Trotzdem hat das digitale Zeitalter auch einen Vorteil. Man kann praktisch jede Zeitung lesen, egal wo man ist. So bringt mir die „TA“ immer meine Heimat nahe. Aufs Wochenende zu warten, um von einem Unfall vor meiner Haustür zu erfahren, gehört lange der Vergangenheit an.
Ebenso andere schreckliche Berichte. Heute kann ich in Bologna lesen, wenn es auf der A2 bei Gütersloh einen Auffahrunfall mit drei Lkw gegeben hat. Spannende neue Welt.
Oder ich lese bei Verona, dass auf der A4 bei Bad Hersfeld eine „tickende Zeitbombe“ aus dem Verkehr gezogen wurde. Mit mangelnder Ladungssicherung, technisch miserablen Zustand und völlig überladen mit zwei riesigen Baumaschinen.

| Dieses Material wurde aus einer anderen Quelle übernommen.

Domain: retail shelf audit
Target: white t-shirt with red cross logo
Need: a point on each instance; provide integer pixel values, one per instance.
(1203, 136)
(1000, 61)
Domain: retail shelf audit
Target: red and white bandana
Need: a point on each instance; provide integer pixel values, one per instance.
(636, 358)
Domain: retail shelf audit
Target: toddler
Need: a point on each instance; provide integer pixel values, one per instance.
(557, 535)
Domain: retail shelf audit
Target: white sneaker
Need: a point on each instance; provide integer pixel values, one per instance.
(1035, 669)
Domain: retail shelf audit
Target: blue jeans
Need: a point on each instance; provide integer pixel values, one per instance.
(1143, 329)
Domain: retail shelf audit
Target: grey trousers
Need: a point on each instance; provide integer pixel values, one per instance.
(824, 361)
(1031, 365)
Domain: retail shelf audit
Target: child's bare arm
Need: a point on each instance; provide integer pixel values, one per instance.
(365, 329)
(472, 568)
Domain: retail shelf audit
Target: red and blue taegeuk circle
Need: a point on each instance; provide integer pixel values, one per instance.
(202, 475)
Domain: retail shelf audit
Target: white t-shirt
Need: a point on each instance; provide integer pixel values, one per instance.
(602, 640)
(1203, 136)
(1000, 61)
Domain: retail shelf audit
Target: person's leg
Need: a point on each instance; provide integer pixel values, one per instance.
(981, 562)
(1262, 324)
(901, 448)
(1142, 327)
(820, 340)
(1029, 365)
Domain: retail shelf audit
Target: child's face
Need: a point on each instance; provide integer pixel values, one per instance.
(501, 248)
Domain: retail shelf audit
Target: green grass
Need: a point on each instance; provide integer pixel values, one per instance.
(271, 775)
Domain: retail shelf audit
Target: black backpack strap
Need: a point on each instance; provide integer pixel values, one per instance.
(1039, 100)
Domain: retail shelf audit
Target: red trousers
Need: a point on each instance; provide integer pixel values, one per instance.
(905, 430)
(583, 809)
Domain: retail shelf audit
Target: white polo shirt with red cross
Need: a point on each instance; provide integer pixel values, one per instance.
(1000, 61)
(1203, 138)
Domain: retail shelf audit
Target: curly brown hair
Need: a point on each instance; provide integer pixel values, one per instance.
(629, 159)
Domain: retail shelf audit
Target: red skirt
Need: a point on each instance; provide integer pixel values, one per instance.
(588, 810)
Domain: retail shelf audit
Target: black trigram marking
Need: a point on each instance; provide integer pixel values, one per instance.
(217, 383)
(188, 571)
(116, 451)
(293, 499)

Bei den zwei erstgenannten Vergehen stimme ich zu. Das funkioniert so nicht. Diese Art von Ladung gehört auf einen Tieflader, gesichert mit Ketten. Und das der Auflieger alles andere als verkehrssicher ist, dürfte dem Bericht zufolge auch klar sein.
Was aber auch nicht funktioniert, ist der Artikel an sich. Schon diese Art von Überschrift bin ich normal nur von der „BILD“ gewohnt. Aber „tickende Zeitbombe“ klingt halt spektakulärer, als „Lkw bei Kontrolle still gelegt„. Der Leser muss halt gelockt werden.
Auch der Rest hat wenig mit seriöser Berichterstattung zu tun:
Auf der Ladefläche des Sattelaufliegers standen zwei riesige Baumaschinen (21 Tonnen), die nur mit Spanngurten und nicht mit Ketten gesichert waren.
Das mit Gurten und Ketten ist in Ordnung. Habe ich ja schon geschrieben. Nur wo sind die zwei riesigen Baumaschinen? Wenn überhaupt, sehe ich nur eine. Den Bagger. Auf dem Bild in dem Bericht erkennt man an der Stirnwand ein kleineres Teil. Keine Ahnung was das ist. Auf jeden Fall nicht riesig.
Die Polizei hat bei Friedewald einen völlig überladenen Lastwagen von der A4 geholt. Der Druck auf die Räder war so groß, dass der Straßenbelag eingedrückt wurde.
Völlig überladen mit 21 Tonnen? Der nächste Quark. Da wäre der Lkw den ich fahre, dauernd zu schwer. Ist er aber nicht. Wenn die mittlere der drei Achsen des Aufliegers wirklich mit Spangurten unter dem Auflieger fest gezurrt wurde, war vermutlich die Achslast etwas überschritten. Ist auch Gülle, aber was ganz anderes.
Das der Straßenbelag eingedrückt wurde, liegt vermutlich an dessen schlechten Zustand auf dem Kontrollplatz und daran, dass der Lkw zu eng um die Kurve ziehen musste.
Noch eine Anmerkung zum Schluß:
…und ein Teil der Befestigung der Bordwand entfernt werden
Was für eine Bordwand? Diese Auflieger haben keine Bordwände. Wenn doch, habe ich meine irgendwo verloren. Scheiße!
Es ist mir klar, dass Redaktionen sparen müssen und deshalb Beiträge gekauft werden. Das dabei nicht jede einzelne Meldung überprüft, sondern einfach übernommen und veröffentlicht wird, ist aber nicht so toll. Da fühle ich mich als Leser ein wenig veralbert.